On Tuesday, the Reserve Bank of Australia raised its benchmark interest rate, becoming the first among the Group-of-20 economies to do so since the global recession began to show signs of easing.
During its monetary policy meeting, the RBA decided to raise the cash rate by 25 basis points to 3.25 percent.
In his statement following the meeting on Tuesday, RBA governor Glenn Stevens said that the "global economy is resuming growth" and "the recovery will likely continue during 2010". In Australia, economic conditions have been "stronger than expected" and inflation "will probably not fall as far as earlier thought". Therefore, he said that it is "now prudent to begin gradually lessening the stimulus provided by monetary policy".

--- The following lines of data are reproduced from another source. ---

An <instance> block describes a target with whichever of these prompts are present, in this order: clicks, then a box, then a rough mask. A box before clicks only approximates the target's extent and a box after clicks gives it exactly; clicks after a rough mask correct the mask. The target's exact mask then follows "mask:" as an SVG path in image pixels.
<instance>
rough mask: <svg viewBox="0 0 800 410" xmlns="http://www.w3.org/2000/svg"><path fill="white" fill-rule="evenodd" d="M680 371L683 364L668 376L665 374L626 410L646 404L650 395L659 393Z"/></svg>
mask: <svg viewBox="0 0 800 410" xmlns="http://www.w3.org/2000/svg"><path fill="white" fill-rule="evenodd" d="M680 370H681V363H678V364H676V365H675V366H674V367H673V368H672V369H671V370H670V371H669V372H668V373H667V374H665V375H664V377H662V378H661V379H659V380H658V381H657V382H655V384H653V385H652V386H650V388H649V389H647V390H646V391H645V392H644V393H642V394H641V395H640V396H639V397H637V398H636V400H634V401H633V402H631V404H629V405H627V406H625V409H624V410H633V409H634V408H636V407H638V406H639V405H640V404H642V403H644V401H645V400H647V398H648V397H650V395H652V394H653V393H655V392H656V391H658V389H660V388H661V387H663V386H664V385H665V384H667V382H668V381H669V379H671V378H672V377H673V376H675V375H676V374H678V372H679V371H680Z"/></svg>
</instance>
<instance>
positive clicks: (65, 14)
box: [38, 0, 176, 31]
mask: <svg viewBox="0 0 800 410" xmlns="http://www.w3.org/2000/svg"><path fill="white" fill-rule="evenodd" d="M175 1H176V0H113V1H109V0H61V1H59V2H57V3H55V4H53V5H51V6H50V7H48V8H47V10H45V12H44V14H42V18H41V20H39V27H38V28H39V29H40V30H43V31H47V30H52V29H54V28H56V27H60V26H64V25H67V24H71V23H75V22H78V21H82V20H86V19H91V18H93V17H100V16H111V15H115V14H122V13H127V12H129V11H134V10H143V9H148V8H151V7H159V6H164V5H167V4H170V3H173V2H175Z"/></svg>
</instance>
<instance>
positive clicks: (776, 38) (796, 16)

The Australian economy had contracted by 0.7 percent in the fourth quarter of 2008 but grew by 0.4 percent and 0.6 percent in the first and second quarters of this year respectively. Consumer prices rose 1.5 percent in the year to June 2009.
RBA staff forecasts prepared for the August monetary policy meeting had revised 2009 GDP up to show a rise of 0.5 percent instead of the previous 1 percent decline.
In its latest World Economic Outlook released in October, the International Monetary Fund said that "Australia is on its way to recovery". It expects the Australian economy to grow 0.7 percent in 2009, much better than the 1.4 percent decline in its April report.
Past and -- Tuesday's rate hike notwithstanding -- ongoing monetary stimulus is likely to keep the economy on an expansion path. The spread between 10-year government bonds and the cash rate had surged to over 2 percent around the middle of this year. Historically, such a surge has often been followed by rapid economic expansion.
While the first in the G-20 to raise interest rates, the RBA is not the first central bank to raise rates in this cycle. That honour goes to the Bank of Israel, which had raised interest rates back in August.
The rate hikes from these two central banks, however, are not likely to start a widespread trend. Other central banks are likely to take their time in tightening monetary policy. The IMF's forecasts show that Australia is the only advanced economy expected to register positive growth this year while Israel's economy is expected to contract by just 0.1 percent, the smallest decline among the rest. Furthermore, the IMF also said in its report that risks to the global economic outlook remain "on the downside" and that premature exit from accommodative monetary and fiscal policies is "a particular concern".
No doubt, that concern is shared by the most important central bank of all, the Federal Reserve. At its last monetary policy meeting, it had said that economic conditions warrant "exceptionally low levels of the federal funds rate for an extended period". So don't expect interest rate hikes there.
So despite the latest move by the RBA, rate hikes by central banks are likely to remain the exception rather than the rule in the near future.